First-time filings for weekly jobless claims topped 400,000 for the second straight week, despite reports that employers can’t find workers to fill job openings.
For the week ended June 19, the number of initial jobless claims rose to 411,000, slightly better than the 418,000 who filed the week before, but far higher than the Dow Jones estimate of 380,000. The good news is that continuing claims for the week ended June 12 totaled nearly 3.39 million, versus the nearly 3.46 million expected.
The labor front might seem to be taking a turn for the worse, given the new initial unemployment claims data. The reality is that it might be too soon to tell. And, in fact, the latest Department of Labor report showed a slight decrease from the week before. On top of that, weekly reports also include data revisions for the prior week. In the case of continuing jobless claims, the 3.39 million tally was at the lowest level since March 21, 2020, and lower than the 3.534 million revised tally from the prior week.
The general view is that the reopening of state and local economies should give rise to new job openings. And at some point, discontinued federal unemployment benefits could move more people off the sidelines.
Service workers like those in restaurants and hospitality have been hard hit by the pandemic. These jobs tend to pay the lowest wages, which seems to be encouraging some to collect unemployment benefits while waiting for something better to come along.

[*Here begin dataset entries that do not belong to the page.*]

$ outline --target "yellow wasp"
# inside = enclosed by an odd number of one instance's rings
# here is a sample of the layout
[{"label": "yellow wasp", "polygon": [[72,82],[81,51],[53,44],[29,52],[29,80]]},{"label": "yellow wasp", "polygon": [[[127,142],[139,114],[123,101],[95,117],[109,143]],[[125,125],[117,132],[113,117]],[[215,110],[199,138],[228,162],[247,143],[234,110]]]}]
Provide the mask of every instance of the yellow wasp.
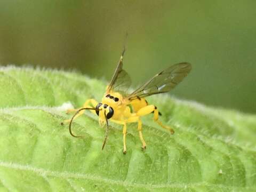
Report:
[{"label": "yellow wasp", "polygon": [[123,58],[125,51],[124,49],[101,102],[99,103],[93,99],[87,100],[82,108],[68,110],[67,113],[74,111],[76,113],[70,119],[64,121],[65,123],[69,123],[70,134],[75,137],[80,137],[81,136],[75,135],[71,132],[71,125],[73,121],[82,115],[83,111],[86,109],[97,114],[99,116],[99,123],[101,127],[107,124],[102,149],[104,148],[107,138],[108,120],[122,125],[124,154],[126,153],[126,124],[130,123],[138,123],[139,135],[142,143],[141,147],[142,149],[146,149],[146,144],[142,135],[140,119],[143,116],[153,113],[154,120],[156,123],[162,127],[169,130],[171,134],[174,133],[172,129],[163,125],[159,121],[158,115],[161,115],[161,113],[158,112],[157,107],[154,105],[149,105],[145,98],[153,94],[169,91],[181,82],[191,69],[191,65],[187,62],[172,65],[156,74],[131,94],[126,94],[131,81],[127,73],[123,69]]}]

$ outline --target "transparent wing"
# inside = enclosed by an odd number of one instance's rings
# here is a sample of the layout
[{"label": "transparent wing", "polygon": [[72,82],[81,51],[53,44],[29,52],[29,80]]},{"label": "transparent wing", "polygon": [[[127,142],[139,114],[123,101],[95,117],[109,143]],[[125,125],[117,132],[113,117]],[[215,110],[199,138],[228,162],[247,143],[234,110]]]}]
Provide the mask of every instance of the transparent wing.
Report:
[{"label": "transparent wing", "polygon": [[123,57],[124,51],[124,50],[110,83],[107,88],[107,93],[118,92],[125,95],[131,85],[132,83],[131,78],[127,72],[123,69]]},{"label": "transparent wing", "polygon": [[156,75],[127,98],[132,100],[137,99],[138,97],[143,98],[169,92],[182,81],[191,69],[191,65],[186,62],[171,66]]}]

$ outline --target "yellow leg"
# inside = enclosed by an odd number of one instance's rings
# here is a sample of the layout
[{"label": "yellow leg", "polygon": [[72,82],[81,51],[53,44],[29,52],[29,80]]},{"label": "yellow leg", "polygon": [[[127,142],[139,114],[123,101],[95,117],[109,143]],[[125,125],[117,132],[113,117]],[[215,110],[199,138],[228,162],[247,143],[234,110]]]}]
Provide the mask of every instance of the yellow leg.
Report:
[{"label": "yellow leg", "polygon": [[154,111],[154,120],[158,124],[163,128],[166,129],[171,132],[171,134],[174,133],[174,131],[171,127],[163,125],[161,122],[158,120],[158,110],[156,107],[153,105],[148,105],[142,108],[136,113],[138,116],[142,116],[149,114]]},{"label": "yellow leg", "polygon": [[[86,107],[88,107],[88,108],[90,108],[90,107],[95,107],[97,104],[98,103],[98,102],[94,99],[88,99],[84,103],[84,105],[83,105],[83,108],[86,108]],[[79,108],[78,109],[68,109],[66,111],[66,113],[67,114],[68,114],[70,112],[76,112],[76,111],[77,111],[78,110],[79,110],[80,109],[81,109],[81,108]],[[96,114],[96,112],[95,111],[95,110],[90,110],[91,112]],[[82,110],[79,113],[78,113],[78,114],[77,115],[76,115],[76,116],[73,118],[73,120],[75,120],[76,118],[77,118],[77,117],[78,117],[79,116],[80,116],[81,115],[82,115],[84,112],[84,110]],[[68,123],[69,123],[69,122],[70,122],[71,121],[71,119],[66,119],[66,120],[64,120],[63,121],[63,122],[61,122],[61,125],[64,125],[65,124],[68,124]]]},{"label": "yellow leg", "polygon": [[130,117],[126,121],[126,123],[134,123],[138,122],[138,130],[139,131],[139,135],[140,135],[140,139],[142,143],[141,148],[142,149],[145,149],[146,148],[146,145],[142,135],[142,122],[140,119],[140,117],[138,116],[132,116]]},{"label": "yellow leg", "polygon": [[174,130],[173,130],[172,128],[171,128],[168,126],[163,125],[163,123],[162,123],[162,122],[158,120],[158,117],[159,117],[158,110],[157,110],[157,108],[156,107],[155,108],[155,110],[154,110],[154,120],[163,128],[164,128],[167,129],[167,130],[169,130],[169,131],[171,132],[171,134],[174,134]]},{"label": "yellow leg", "polygon": [[146,145],[145,141],[144,141],[144,139],[143,139],[142,135],[142,123],[141,122],[141,120],[140,118],[138,120],[138,130],[139,131],[139,134],[140,135],[140,139],[142,143],[142,146],[141,148],[142,149],[145,149],[146,147]]},{"label": "yellow leg", "polygon": [[125,121],[111,120],[111,122],[124,125],[123,127],[123,142],[124,145],[124,154],[126,154],[126,123]]}]

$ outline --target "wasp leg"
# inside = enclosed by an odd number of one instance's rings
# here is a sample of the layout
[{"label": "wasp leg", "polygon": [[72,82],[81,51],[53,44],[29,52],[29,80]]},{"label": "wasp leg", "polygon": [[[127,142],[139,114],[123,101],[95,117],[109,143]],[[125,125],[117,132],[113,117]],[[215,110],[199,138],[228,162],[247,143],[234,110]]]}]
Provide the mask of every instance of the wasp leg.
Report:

Alaska, Iowa, Missouri and Mississippi began began cutting enhanced federal unemployment benefits on June 12. Alabama, Idaho, Indiana, Nebraska, New Hampshire, North Dakota, West Virginia and Wyoming initiated followed suit on June 18. The federal benefits are slated to expire in September.
Economists at Wells Fargo Securities have another take on why many are foregoing the job hunt for now. They said Covid-19 health concerns, as well as childcare responsibilities, have also constrained the labor supply. Many workers also opted out of the workforce after deciding to retire once the pandemic hit.
A report from Wells Fargo economists Sarah House and Sara Cotsakis on Thursday found that heath concerns have eased “tremendously over the past couple of months, which should make more workers comfortable returning to the job site.” They also cited an uptick of 4.5 percent in average hourly earnings over the past three months, which should incentivize some workers. Parents, meanwhile, are expected to delay going back to work until schools reopen in the fall.